I have done considerable amount of homework and on line research concerning ammunition, penetration VS. expansion and FMJ'S VS. HP and so forth. In my on line work I came across some interesting information that I wish to share. If you are a seasoned pro this may be nothing new. But if you are a newbie like myself you may find this interesting. Please enjoy.

follow the link

http://www.firearmstactical.com/pdf/fbi-hwfe.pdf


----------



## Baldy (Jun 21, 2006)

Good read there Mr Desert Dispatch. Lot of good info for people who don't know what really happens in a shoot out. I have read a lot of it in other articles but this one kind of tells it all.


----------



## cupsz71 (Nov 19, 2007)

WOW. Good read. It sure makes a good case for explaining all the _"myths_" we've been taught as "_the gospel_" of small caliber vs. large caliber or "_stopping power_".:smt066


----------



## ki4dmh (Sep 11, 2007)

Def. a good read. Thanks for the info.
Scott


----------



## JeffWard (Aug 24, 2007)

Great read. I enjoy "no sh__" verbage, and unbiased reporting.

So....

If it penetrates 12+" of ballistic "jello", it's "sufficient".

After that, its:
1) Ability to hit a vital area, 
2) Caliber, and finally
3) Expansion of the selected bullet at the gun's velocity capability.

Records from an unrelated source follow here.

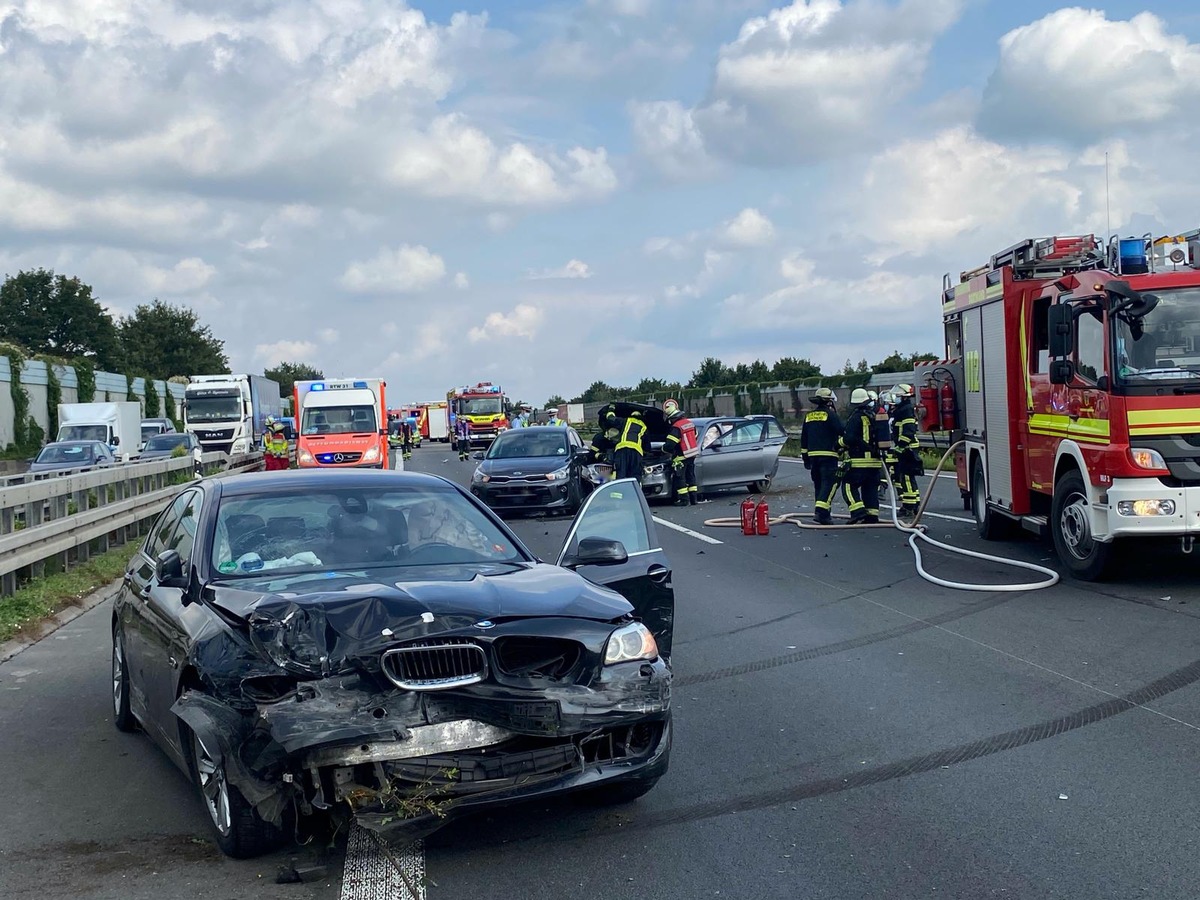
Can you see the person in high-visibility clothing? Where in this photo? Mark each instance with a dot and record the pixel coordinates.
(865, 465)
(909, 466)
(275, 449)
(629, 454)
(819, 448)
(683, 447)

Side note... Over-penetration is nearly irrelevent.

Too bad it's hard to conceal at Desert Eagle .50AE...

So, in reality:
I'll trust my 3" 9mm w/ 115gr Hydrashocks.
I'll choose my .45 ACP w/ 230gr JHPs when I can.
If I'm excpecting trouble, I'll stuff the 45 in my waistband, the 9mm in my pocket, and put the 18" 870 Pump 12 Guage in my hands...

Nothing changed...

Jeff


----------



## RightTurnClyde (Oct 24, 2007)

*Very interesting*

Interesting stuff.

So is the conclusion that in terms of penetration alone, a 9mm FMJ is just as good as the same grain in JHP? Maybe even better, because it won't slow down quite as fast?


----------



## desert_dispatch (Nov 6, 2007)

*You welcome*

Gentleman,
You are welcome. Glad you liked.


----------



## Mike Barham (Mar 30, 2006)

RightTurnClyde said:


> Interesting stuff.
> 
> So is the conclusion that in terms of penetration alone, a 9mm FMJ is just as good as the same grain in JHP? Maybe even better, because it won't slow down quite as fast?


9mm FMJ has _too much_ penetration, and will usually perforate a human target, leading to greater danger "downrange." Also, 9mm FMJ does not cause a permanent cavity as large as that produced by a modern JHP that expands. (It cannot possibly do so since it doesn't expand.)

Keep in mind that this text was written quite a number of years ago (1989) and that newer and better JHPs have since been designed. Back then, the hot 9mm JHPs were things like Federal 9BP (a plain-vanilla 115 gr JHP) and Winchester Silvertip (a plain-vanilla 115 gr JHP with a cool-guy color). It was the latter that failed to penetrate deeply enough to take out Platt in the FBI/Miami shootout, which gave rise to the FBI ammo study.

Modern premium JHPs like Gold Dot, Golden Saber, SXT, etc., are designed to penetrate to the FBI-spec depth and also expand in a controlled fashion on the way, thus damaging more tissue.


----------